Global History and the Transnational Turn
The global and transnational turn in recent historiography studies the past through connections, comparisons, and movements that cross and exceed national and regional boundaries.
Definition
The recent historiographical turn toward analyzing the past in terms of cross-border connections, comparisons, and circulations rather than treating the nation or civilization as the natural unit of study.
Scope
This topic examines the methods and debates of global and transnational history as a leading development in contemporary historical practice: the critique of methodological nationalism and Eurocentrism, the practice of 'connected histories', comparative and entangled approaches, and the challenges of sources, scale, and language. It surveys influential interventions by Subrahmanyam, Conrad, Bayly, and others and the tensions between breadth and depth in writing history beyond the nation.
Core questions
- How do global and transnational history differ from older world history and from national history?
- What does it mean to write 'connected' or 'entangled' histories?
- How can historians manage the problems of scale, sources, and expertise these approaches raise?
- How do these methods address Eurocentrism and methodological nationalism?
Key concepts
- methodological nationalism
- connected histories
- entanglement
- comparison
- scale
Key theories
- Connected histories
- Sanjay Subrahmanyam argued for 'connected histories' that trace links and circulations across early modern Eurasia, challenging the compartmentalization of regions into separate area studies.
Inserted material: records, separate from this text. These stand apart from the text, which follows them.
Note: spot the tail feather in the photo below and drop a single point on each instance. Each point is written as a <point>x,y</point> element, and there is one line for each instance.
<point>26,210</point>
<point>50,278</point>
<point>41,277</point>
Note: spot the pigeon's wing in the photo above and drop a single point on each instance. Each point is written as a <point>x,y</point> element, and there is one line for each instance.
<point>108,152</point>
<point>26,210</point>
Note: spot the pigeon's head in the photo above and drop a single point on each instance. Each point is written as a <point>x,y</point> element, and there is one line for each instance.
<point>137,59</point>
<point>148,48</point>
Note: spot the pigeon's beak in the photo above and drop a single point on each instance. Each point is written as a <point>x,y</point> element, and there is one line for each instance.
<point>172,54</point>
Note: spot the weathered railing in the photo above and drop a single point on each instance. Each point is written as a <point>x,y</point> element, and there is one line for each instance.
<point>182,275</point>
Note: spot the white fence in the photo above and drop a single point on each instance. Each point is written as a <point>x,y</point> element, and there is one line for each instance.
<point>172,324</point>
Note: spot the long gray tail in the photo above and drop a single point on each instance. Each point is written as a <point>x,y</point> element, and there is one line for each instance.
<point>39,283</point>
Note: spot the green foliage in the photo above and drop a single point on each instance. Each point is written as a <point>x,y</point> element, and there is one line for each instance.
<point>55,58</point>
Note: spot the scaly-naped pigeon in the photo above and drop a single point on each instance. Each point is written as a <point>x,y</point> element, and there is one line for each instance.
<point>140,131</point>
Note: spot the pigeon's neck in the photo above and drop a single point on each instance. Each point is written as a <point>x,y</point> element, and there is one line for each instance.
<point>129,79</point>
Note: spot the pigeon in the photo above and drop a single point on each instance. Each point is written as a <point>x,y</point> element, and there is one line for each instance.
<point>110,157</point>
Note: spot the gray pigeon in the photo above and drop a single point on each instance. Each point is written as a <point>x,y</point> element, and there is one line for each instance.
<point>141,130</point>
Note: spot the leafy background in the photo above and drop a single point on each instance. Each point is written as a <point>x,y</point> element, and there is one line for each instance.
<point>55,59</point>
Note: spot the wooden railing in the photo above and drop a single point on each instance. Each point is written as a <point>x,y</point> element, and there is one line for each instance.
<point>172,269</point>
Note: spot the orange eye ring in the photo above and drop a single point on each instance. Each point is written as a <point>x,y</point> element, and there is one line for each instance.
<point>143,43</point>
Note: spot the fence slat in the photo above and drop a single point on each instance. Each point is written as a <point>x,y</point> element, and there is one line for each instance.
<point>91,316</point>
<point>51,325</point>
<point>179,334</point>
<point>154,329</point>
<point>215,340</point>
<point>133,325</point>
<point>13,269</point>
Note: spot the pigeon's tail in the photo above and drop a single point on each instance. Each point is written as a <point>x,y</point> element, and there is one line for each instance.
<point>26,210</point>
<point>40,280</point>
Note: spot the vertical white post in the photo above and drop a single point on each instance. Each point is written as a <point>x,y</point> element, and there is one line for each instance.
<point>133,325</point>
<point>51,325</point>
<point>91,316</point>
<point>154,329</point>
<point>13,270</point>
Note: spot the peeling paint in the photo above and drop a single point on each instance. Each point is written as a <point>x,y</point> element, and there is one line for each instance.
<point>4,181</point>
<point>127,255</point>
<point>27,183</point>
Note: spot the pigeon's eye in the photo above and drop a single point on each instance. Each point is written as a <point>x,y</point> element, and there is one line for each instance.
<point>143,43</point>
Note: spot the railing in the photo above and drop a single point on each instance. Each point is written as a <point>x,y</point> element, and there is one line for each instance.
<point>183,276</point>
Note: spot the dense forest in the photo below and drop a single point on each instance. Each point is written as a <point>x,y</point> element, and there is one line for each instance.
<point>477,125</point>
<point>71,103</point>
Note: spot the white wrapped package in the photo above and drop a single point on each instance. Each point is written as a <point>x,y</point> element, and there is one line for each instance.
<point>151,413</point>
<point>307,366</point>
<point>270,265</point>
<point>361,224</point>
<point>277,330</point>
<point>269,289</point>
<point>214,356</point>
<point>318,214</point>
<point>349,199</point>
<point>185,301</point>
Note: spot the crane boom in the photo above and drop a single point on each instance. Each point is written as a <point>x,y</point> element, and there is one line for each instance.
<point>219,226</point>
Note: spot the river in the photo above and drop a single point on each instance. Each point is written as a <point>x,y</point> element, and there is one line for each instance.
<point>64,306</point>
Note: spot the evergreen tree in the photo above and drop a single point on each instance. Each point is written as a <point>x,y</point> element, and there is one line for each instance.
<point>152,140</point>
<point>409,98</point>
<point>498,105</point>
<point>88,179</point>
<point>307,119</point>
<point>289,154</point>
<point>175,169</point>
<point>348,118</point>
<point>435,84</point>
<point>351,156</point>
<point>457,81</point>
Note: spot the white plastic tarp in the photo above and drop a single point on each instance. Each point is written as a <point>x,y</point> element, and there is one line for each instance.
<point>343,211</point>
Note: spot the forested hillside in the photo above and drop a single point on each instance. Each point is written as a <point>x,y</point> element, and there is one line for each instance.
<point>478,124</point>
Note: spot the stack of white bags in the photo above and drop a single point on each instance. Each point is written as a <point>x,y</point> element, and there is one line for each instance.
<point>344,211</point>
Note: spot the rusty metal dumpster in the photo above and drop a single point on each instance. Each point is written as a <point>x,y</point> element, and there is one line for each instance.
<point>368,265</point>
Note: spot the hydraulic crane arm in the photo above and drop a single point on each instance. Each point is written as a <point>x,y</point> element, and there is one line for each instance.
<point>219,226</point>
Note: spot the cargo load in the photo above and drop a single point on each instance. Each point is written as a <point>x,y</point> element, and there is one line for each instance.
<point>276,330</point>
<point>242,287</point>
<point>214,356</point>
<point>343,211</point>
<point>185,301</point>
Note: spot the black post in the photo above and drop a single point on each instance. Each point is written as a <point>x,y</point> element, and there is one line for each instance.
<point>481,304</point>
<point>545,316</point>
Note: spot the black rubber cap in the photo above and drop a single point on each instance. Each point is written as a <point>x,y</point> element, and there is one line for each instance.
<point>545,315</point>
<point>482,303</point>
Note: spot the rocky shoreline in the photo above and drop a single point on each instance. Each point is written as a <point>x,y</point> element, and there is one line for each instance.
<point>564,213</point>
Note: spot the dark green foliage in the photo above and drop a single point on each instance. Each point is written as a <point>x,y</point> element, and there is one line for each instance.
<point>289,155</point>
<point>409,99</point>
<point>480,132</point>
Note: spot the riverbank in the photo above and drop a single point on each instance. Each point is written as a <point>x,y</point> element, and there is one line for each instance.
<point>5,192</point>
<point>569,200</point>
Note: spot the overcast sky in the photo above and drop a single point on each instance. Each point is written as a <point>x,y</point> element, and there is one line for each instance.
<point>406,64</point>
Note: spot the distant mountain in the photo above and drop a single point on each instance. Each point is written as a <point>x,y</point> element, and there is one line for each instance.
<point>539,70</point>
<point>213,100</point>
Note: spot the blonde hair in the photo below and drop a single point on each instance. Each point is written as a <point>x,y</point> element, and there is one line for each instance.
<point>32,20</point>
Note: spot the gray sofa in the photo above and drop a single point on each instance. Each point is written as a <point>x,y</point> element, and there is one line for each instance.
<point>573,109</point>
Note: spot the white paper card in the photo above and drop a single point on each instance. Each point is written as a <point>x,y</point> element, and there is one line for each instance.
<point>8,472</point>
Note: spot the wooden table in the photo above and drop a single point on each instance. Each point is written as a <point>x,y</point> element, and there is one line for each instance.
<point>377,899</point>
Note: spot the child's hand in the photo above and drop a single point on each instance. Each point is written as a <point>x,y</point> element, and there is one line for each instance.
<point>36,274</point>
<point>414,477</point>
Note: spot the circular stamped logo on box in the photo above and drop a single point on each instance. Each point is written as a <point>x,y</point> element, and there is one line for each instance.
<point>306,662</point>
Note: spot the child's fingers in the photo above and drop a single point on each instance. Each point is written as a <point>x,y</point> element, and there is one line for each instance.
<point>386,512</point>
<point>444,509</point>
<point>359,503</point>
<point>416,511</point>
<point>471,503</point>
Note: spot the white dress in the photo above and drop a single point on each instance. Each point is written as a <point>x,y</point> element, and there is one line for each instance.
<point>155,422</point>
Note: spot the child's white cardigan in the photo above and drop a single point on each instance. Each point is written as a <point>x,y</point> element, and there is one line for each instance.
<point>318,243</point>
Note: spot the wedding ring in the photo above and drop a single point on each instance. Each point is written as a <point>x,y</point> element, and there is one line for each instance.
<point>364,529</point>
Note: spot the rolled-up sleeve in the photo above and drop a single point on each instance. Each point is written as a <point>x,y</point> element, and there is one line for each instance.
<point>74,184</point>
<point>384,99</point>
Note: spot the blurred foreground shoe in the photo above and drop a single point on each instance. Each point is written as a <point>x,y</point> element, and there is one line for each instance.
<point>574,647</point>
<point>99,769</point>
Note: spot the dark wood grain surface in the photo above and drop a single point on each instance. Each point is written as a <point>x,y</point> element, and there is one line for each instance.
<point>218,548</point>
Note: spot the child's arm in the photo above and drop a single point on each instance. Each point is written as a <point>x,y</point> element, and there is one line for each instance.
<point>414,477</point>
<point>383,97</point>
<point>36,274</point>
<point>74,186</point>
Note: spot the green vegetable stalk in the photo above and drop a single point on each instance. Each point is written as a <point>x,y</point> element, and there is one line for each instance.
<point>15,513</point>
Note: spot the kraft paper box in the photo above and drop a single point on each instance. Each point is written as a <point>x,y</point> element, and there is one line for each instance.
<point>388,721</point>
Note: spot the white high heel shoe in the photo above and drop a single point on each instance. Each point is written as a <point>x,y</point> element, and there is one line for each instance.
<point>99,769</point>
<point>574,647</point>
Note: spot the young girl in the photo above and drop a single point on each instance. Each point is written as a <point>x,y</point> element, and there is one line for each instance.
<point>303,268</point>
- Global history as a perspective
- Sebastian Conrad characterized global history less as a fixed object than as a perspective emphasizing connectivity and the global constitution of local phenomena, while warning against its pitfalls.
History
Global and transnational history grew rapidly from the 1990s as historians sought to escape the nation-state frame and Eurocentric narratives, drawing on world-systems theory, postcolonial critique, and comparative economic history such as Pomeranz's work on the Great Divergence. Programmatic statements and debates, including the 2006 AHR conversation, shaped the field.
Debates
- Breadth versus depth
- Historians debate whether global approaches sacrifice the archival depth and linguistic expertise of regional history for sweeping but thin connections.
- Comparison versus connection
- Scholars dispute the relative value of comparative methods and of tracing actual connections and entanglements between societies.
Key figures
- Sanjay Subrahmanyam
- Sebastian Conrad
- C. A. Bayly
- Kenneth Pomeranz
- Jurgen Osterhammel
Related topics
Seminal works
- subrahmanyam1997
- conrad2016b
- pomeranz2000b
Frequently asked questions
- What is the difference between global and transnational history?
- Transnational history typically follows specific flows and connections across national borders, while global history works at larger scales of connection and comparison; the terms overlap and are sometimes used interchangeably.
- Does global history replace national history?
- Not necessarily; many historians see it as complementary, adding connective and comparative dimensions rather than abolishing the study of nations and regions.